Electric vehicles will have to wait for the solid-state battery ‘game-changer’
Solid-state batteries, which have long carried hopes for turbocharging electric vehicle sales, will not be the “game-changer” the market expected, according to the head of one of the world’s largest car battery manufacturers.
Hiroaki Koda, who heads a joint battery venture between Toyota and Panasonic, told the Financial Times in an interview that new liquid-based lithium-ion batteries would be dominant for the next 10 years.
Prime Planet currently makes square lithium-ion batteries, half of which are used in Toyota’s hybrid and plug-in hybrid vehicles, while Panasonic supplies smaller cylindrical batteries to power Tesla’s electric vehicles.
“Solid-state batteries becoming a game-changer is still far away,” said Koda, president of Prime Planet Energy & Solutions and a former Toyota executive. “One reason is the difficulty in developing [solid-state batteries], and the other is the expanded potential of liquid lithium-ion batteries.”

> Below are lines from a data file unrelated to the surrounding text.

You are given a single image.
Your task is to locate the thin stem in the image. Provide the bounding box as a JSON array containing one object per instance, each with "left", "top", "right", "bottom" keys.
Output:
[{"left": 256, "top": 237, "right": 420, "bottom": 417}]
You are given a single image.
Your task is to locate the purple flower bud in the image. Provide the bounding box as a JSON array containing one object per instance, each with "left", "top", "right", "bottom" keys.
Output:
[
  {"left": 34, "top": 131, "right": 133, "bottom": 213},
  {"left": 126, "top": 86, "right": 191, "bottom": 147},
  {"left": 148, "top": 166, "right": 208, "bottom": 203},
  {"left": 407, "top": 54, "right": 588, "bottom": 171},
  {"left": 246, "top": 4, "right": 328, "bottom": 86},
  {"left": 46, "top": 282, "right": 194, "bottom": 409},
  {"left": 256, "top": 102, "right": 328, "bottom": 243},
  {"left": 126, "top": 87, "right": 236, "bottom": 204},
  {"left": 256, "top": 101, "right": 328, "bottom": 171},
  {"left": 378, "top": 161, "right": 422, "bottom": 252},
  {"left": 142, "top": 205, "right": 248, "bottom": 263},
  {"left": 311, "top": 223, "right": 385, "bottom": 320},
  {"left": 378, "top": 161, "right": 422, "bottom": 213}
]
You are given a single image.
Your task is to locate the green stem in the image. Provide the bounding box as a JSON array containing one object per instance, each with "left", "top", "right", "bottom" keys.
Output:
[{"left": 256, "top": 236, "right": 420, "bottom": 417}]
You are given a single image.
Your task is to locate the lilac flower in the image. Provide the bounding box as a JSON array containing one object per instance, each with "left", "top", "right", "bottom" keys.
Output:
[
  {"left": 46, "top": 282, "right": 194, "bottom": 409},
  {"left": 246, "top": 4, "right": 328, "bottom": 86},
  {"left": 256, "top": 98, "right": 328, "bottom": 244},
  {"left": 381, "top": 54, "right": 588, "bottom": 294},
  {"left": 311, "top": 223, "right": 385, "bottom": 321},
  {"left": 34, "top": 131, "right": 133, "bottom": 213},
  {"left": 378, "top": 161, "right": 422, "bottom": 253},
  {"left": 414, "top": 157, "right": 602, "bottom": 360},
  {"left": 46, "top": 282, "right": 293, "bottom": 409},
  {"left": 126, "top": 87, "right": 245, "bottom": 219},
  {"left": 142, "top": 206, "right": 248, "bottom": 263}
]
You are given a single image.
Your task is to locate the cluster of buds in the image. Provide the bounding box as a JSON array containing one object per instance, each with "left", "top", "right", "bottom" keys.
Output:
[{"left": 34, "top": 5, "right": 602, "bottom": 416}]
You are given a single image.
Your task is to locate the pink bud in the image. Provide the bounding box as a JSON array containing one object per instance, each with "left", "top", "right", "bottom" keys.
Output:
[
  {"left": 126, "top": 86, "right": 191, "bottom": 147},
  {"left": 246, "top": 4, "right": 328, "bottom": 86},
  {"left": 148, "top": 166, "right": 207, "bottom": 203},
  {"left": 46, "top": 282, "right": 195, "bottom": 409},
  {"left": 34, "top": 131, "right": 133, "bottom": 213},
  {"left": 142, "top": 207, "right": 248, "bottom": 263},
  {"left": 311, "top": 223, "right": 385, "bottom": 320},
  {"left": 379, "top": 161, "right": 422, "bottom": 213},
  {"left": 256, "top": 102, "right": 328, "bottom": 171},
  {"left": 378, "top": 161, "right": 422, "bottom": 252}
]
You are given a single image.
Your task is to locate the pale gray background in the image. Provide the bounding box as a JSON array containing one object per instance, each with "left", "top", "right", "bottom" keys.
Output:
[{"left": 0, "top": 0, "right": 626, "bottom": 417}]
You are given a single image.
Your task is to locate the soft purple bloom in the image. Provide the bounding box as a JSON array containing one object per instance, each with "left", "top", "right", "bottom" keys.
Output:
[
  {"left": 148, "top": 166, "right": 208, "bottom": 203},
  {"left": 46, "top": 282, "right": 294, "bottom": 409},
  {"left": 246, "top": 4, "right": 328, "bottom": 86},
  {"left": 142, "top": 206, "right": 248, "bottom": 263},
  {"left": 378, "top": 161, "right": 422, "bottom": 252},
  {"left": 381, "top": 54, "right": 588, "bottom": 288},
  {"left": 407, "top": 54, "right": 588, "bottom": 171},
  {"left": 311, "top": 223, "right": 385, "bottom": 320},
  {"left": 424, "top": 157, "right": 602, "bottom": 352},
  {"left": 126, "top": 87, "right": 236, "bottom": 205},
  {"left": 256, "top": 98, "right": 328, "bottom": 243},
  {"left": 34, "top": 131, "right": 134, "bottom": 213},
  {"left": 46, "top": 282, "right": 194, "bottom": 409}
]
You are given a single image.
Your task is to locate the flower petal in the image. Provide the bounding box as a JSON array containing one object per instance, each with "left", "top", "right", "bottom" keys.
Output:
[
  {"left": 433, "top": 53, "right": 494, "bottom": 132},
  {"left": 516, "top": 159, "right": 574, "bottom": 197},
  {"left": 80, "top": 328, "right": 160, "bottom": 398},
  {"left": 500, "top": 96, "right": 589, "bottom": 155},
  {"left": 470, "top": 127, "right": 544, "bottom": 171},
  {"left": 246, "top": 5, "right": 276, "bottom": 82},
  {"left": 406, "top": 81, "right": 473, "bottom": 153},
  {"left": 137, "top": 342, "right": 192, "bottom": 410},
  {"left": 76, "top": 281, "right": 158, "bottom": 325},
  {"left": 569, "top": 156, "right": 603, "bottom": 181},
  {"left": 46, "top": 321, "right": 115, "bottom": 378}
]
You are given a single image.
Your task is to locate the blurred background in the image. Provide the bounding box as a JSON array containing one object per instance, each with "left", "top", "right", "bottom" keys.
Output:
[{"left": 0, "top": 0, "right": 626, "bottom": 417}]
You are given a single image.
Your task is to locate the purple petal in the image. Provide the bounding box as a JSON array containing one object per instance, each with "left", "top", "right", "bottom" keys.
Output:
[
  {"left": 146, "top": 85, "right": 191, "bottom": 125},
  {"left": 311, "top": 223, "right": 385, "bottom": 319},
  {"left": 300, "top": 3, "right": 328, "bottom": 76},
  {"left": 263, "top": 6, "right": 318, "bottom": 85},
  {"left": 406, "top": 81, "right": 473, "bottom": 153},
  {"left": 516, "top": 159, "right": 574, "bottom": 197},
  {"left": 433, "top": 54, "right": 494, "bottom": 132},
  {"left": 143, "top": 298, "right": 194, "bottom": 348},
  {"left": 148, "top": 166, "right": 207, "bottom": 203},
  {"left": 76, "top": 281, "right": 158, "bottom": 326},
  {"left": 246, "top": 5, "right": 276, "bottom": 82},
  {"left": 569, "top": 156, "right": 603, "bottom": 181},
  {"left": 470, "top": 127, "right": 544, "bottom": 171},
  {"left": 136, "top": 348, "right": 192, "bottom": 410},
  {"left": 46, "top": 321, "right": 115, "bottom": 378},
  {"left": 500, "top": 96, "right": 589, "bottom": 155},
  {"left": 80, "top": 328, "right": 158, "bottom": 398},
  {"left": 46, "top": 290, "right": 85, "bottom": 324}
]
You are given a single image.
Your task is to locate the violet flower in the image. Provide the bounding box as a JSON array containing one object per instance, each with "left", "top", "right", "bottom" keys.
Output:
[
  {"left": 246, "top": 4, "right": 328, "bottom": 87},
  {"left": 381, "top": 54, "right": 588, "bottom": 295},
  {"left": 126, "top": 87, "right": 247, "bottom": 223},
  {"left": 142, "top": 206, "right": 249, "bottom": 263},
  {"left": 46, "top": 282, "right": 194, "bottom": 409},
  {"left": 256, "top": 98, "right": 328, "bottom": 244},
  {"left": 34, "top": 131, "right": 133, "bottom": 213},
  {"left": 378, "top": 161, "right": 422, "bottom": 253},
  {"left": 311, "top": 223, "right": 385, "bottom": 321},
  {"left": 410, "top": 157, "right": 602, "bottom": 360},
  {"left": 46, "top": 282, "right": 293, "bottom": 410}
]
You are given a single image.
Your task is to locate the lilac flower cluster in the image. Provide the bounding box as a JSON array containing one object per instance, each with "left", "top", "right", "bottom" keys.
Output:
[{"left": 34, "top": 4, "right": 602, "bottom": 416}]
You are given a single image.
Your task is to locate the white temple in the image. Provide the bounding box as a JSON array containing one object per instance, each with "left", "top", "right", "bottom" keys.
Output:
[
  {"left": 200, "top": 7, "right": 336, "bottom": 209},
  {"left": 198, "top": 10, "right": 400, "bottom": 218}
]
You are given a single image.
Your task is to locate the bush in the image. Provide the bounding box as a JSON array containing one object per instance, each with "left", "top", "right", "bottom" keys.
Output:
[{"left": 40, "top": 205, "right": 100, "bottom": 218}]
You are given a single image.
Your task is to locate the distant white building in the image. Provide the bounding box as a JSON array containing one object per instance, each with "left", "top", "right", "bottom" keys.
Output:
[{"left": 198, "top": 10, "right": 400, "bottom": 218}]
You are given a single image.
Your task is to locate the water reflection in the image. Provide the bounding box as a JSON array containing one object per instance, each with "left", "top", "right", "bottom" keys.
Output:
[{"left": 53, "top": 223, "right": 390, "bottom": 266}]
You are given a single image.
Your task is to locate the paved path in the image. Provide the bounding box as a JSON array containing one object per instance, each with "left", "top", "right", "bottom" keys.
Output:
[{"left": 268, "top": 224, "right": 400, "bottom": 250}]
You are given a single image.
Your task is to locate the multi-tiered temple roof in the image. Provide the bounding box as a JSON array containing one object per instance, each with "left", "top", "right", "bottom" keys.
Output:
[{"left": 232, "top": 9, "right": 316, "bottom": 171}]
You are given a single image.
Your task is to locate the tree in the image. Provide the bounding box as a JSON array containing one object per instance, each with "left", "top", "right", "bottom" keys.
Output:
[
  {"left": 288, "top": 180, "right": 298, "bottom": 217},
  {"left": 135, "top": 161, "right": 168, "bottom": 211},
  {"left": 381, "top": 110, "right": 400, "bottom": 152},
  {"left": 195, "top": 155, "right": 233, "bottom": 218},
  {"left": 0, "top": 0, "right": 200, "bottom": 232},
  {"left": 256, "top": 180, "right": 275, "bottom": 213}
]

In recent years, the development of solid-state batteries was heralded as the most promising technology to solve EV battery problems including charging time, capacity and the risk of catching fire and explosions.
Carmakers have poured money into developing solid-state batteries, which are lighter and safer than current electric vehicle batteries. Solid-state batteries replace a liquid electrolyte with a solid one and use lithium metal at the anode, instead of graphite as is standard in current lithium-ion batteries.
Honda will spend ¥43bn ($301mn) in 2024 at one of its research centres to operate a pilot production line, while Nissan says it plans to mass-produce the batteries by 2028. Volkswagen and Ford have invested in solid-state battery start-ups QuantumScape and Solid Power, respectively.
But they remain expensive and difficult to produce, forcing carmakers to push back their launch. Research company Strategy Analytics predicts that the deployment of solid-state batteries in electric vehicles will be delayed to 2030.
Toyota, which has more than 1,000 registered patents involving solid-state batteries, revealed a year ago that it wanted to start selling cars with the batteries before 2025 in hybrid models, but not electric ones.
Koda said Prime Planet had started developing the next generation of liquid-based lithium-ion batteries with Toyota and Panasonic. Prime Planet hopes to roll out the technology by as soon as 2025.
The Japanese joint venture, which launched in 2020, makes most of the batteries for hybrid vehicles but has a smaller presence for electric vehicles.
To better compete with bigger rivals like China’s CATL and South Korea’s LG Energy Solution, Koda has cut the cost of producing batteries by employing the manufacturing techniques he learned at Toyota.
“The key is shortening the processes leading up to the development and production of batteries,” Koda said, adding that this would allow the company to respond quicker to carmakers’ needs.
The cost savings are critical for battery makers to remain competitive because of the high cost of metals. Materials make up as much as 60 per cent of an EV battery’s cost and about half of that comes from natural resources such as lithium, according to Koda.
In April, the government said Japan would work to control 20 per cent of the global market for rechargeable batteries by increasing global output capacity at Japanese companies nearly 10-fold by 2030.
With the rise of Chinese and South Korean rivals, Japan’s global share for automotive lithium-ion batteries has halved to 20 per cent in 2020 from 40 per cent in 2015, according to the trade ministry.
To achieve that target, Koda said Prime Planet was working with Mitsubishi, Mitsui and other Japanese trading houses to secure lithium and other resources needed for batteries. It has also signed deals with companies such as Australia’s Ioneer and BHP.